Dataset #1: Nkasi’s Congressional Voting Records

Load data, get headers & take a look at it

ds1 <- read.csv("https://archive.ics.uci.edu/ml/machine-learning-databases/voting-records/house-votes-84.data", header = F, stringsAsFactors = F)

#get the header names
ds1_names <- readLines("https://archive.ics.uci.edu/ml/machine-learning-databases/voting-records/house-votes-84.names")[33:49]
ds1_names <- str_extract(ds1_names,"[[:alpha:]-]{2,40}")
ds1_names[1] <- "party"
names(ds1) <- ds1_names

kable(head(ds1))
party handicapped-infants water-project-cost-sharing adoption-of-the-budget-resolution physician-fee-freeze el-salvador-aid religious-groups-in-schools anti-satellite-test-ban aid-to-nicaraguan-contras mx-missile immigration synfuels-corporation-cutback education-spending superfund-right-to-sue crime duty-free-exports export-administration-act-south-africa
republican n y n y y y n n n y ? y y y n y
republican n y n y y y n n n n n y y y n ?
democrat ? y y ? y y n n n n y n y y n n
democrat n y y n ? y n n n n y n y n n y
democrat y y y n y y n n n n y ? y y y y
democrat n y y n y y n n n n n n y y y y
glimpse(ds1)
## Observations: 435
## Variables: 17
## $ party                                  <chr> "republican", "republic...
## $ handicapped-infants                    <chr> "n", "n", "?", "n", "y"...
## $ water-project-cost-sharing             <chr> "y", "y", "y", "y", "y"...
## $ adoption-of-the-budget-resolution      <chr> "n", "n", "y", "y", "y"...
## $ physician-fee-freeze                   <chr> "y", "y", "?", "n", "n"...
## $ el-salvador-aid                        <chr> "y", "y", "y", "?", "y"...
## $ religious-groups-in-schools            <chr> "y", "y", "y", "y", "y"...
## $ anti-satellite-test-ban                <chr> "n", "n", "n", "n", "n"...
## $ aid-to-nicaraguan-contras              <chr> "n", "n", "n", "n", "n"...
## $ mx-missile                             <chr> "n", "n", "n", "n", "n"...
## $ immigration                            <chr> "y", "n", "n", "n", "n"...
## $ synfuels-corporation-cutback           <chr> "?", "n", "y", "y", "y"...
## $ education-spending                     <chr> "y", "y", "n", "n", "?"...
## $ superfund-right-to-sue                 <chr> "y", "y", "y", "y", "y"...
## $ crime                                  <chr> "y", "y", "y", "n", "y"...
## $ duty-free-exports                      <chr> "n", "n", "n", "n", "y"...
## $ export-administration-act-south-africa <chr> "y", "?", "n", "y", "y"...

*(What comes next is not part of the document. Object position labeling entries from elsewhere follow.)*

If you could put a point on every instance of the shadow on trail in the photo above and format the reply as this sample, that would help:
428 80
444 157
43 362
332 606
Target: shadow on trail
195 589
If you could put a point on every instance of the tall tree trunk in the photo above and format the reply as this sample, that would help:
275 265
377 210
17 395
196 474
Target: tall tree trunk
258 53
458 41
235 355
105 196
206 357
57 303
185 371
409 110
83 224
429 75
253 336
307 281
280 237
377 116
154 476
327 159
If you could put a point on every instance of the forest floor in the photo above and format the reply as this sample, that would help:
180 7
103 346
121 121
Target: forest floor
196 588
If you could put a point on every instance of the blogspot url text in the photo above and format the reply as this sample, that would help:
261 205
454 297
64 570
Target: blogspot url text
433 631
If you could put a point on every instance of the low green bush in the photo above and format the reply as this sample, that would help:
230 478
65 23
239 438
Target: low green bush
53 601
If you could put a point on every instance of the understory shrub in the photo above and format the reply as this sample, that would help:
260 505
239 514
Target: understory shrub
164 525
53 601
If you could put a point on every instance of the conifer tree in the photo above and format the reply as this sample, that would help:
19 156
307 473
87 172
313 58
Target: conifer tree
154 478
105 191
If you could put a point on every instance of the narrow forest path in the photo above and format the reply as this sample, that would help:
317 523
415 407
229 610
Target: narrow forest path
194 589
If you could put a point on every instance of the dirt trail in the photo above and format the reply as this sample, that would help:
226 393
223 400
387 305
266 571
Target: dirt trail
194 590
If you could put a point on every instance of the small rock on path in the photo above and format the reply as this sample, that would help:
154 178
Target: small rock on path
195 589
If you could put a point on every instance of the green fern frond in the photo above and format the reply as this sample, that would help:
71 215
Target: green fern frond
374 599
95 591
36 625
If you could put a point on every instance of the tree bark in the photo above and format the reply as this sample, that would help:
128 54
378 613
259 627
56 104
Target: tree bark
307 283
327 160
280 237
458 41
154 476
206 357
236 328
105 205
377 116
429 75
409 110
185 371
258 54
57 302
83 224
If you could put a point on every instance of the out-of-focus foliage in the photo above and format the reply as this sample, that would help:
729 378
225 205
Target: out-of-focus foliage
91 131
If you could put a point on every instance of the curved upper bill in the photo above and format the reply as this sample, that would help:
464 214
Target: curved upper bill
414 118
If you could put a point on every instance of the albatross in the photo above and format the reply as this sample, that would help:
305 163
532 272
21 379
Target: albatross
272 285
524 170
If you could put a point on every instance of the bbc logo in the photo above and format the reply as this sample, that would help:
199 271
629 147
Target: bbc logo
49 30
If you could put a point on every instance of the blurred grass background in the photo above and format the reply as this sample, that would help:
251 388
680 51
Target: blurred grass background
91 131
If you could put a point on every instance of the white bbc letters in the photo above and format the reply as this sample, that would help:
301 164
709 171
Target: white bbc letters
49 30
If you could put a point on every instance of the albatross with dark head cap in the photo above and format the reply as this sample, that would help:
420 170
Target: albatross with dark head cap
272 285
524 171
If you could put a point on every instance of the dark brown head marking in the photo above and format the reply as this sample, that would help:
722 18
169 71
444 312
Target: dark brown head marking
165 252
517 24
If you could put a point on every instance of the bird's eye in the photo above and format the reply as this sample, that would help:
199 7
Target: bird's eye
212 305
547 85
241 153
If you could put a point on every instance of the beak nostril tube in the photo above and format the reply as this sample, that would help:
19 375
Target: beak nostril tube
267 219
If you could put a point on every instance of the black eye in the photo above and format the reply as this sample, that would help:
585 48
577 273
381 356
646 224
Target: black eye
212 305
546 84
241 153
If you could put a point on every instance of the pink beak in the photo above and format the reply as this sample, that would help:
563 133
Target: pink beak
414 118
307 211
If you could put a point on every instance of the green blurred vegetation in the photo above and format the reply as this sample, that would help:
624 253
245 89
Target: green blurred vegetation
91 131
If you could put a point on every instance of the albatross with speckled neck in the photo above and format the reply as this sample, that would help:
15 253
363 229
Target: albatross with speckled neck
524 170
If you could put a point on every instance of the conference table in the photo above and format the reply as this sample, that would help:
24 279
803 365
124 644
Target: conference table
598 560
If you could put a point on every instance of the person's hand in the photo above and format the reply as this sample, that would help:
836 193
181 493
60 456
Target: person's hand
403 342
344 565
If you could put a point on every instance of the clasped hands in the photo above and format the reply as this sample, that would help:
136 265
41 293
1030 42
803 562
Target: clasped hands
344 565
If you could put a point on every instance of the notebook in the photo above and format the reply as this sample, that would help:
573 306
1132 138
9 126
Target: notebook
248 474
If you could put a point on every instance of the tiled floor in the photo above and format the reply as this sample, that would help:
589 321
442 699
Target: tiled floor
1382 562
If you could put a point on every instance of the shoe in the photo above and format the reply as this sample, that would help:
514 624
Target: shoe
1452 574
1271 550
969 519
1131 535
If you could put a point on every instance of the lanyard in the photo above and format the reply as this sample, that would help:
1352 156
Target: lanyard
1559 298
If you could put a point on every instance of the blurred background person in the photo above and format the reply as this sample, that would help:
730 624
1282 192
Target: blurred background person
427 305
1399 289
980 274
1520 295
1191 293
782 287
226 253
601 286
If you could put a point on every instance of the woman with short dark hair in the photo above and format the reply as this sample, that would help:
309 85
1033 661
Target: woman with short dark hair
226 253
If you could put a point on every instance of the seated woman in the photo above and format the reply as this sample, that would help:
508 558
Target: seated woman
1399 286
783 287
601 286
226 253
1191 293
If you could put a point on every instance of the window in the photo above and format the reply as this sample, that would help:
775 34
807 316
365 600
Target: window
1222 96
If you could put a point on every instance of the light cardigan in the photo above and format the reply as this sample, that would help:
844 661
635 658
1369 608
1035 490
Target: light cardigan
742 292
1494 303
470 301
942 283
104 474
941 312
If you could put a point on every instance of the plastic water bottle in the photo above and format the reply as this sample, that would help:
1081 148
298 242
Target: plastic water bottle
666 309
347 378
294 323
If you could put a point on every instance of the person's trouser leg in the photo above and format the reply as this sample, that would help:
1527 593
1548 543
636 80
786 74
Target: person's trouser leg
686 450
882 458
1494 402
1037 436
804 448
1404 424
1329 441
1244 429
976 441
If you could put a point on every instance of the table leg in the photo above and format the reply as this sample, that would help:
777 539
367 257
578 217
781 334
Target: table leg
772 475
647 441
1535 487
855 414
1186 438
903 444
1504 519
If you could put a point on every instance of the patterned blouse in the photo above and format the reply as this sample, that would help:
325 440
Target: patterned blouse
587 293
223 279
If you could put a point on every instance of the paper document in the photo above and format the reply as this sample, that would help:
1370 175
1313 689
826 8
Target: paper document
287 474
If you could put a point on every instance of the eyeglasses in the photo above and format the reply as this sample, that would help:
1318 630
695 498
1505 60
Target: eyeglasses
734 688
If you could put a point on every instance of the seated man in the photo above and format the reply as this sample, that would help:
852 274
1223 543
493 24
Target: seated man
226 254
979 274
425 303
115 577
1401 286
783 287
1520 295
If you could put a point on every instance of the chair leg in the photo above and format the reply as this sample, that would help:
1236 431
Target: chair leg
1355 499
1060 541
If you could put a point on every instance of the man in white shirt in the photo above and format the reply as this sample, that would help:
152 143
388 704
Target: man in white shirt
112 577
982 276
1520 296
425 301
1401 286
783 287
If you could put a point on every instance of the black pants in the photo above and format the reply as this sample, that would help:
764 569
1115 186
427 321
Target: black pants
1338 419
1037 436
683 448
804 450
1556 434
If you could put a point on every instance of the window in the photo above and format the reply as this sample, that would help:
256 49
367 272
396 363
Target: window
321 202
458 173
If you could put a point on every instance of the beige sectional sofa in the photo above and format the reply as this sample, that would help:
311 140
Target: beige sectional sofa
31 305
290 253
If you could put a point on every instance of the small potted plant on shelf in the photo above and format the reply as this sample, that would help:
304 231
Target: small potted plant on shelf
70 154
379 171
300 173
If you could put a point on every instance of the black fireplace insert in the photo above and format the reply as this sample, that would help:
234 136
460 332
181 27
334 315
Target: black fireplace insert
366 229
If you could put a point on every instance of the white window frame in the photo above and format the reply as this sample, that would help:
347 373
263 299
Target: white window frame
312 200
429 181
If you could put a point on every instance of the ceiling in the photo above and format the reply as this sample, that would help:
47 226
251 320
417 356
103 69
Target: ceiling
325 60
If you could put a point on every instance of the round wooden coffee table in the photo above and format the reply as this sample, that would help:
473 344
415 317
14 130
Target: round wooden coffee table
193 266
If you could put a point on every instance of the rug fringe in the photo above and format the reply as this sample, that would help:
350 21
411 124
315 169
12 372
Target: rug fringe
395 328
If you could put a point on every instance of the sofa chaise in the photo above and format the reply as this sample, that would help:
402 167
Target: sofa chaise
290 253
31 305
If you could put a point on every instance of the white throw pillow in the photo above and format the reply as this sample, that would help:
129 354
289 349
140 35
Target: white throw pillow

Tidy & mutate the data, remove non-yea-or-nay votes

party_agreement <- ds1 %>% 
  gather("voting_issue", "vote", 2:17) %>%
  filter(vote %in% c("y", "n")) %>% 
  group_by(party, voting_issue, vote) %>% 
  summarise(vote_count = n()) %>% 
  spread(vote, vote_count) %>% 
  rename(nay_votes = n, yea_votes = y) %>% 
  mutate(total_votes = nay_votes + yea_votes, 
         agreement_rate = pmax(nay_votes, yea_votes) / total_votes, 
         most_votes = ifelse(yea_votes > nay_votes, "yea", "nay")) %>% 
  select(party, voting_issue, agreement_rate, most_votes) 
    #switch("n" = "nay_votes", "y" = "yea_votes")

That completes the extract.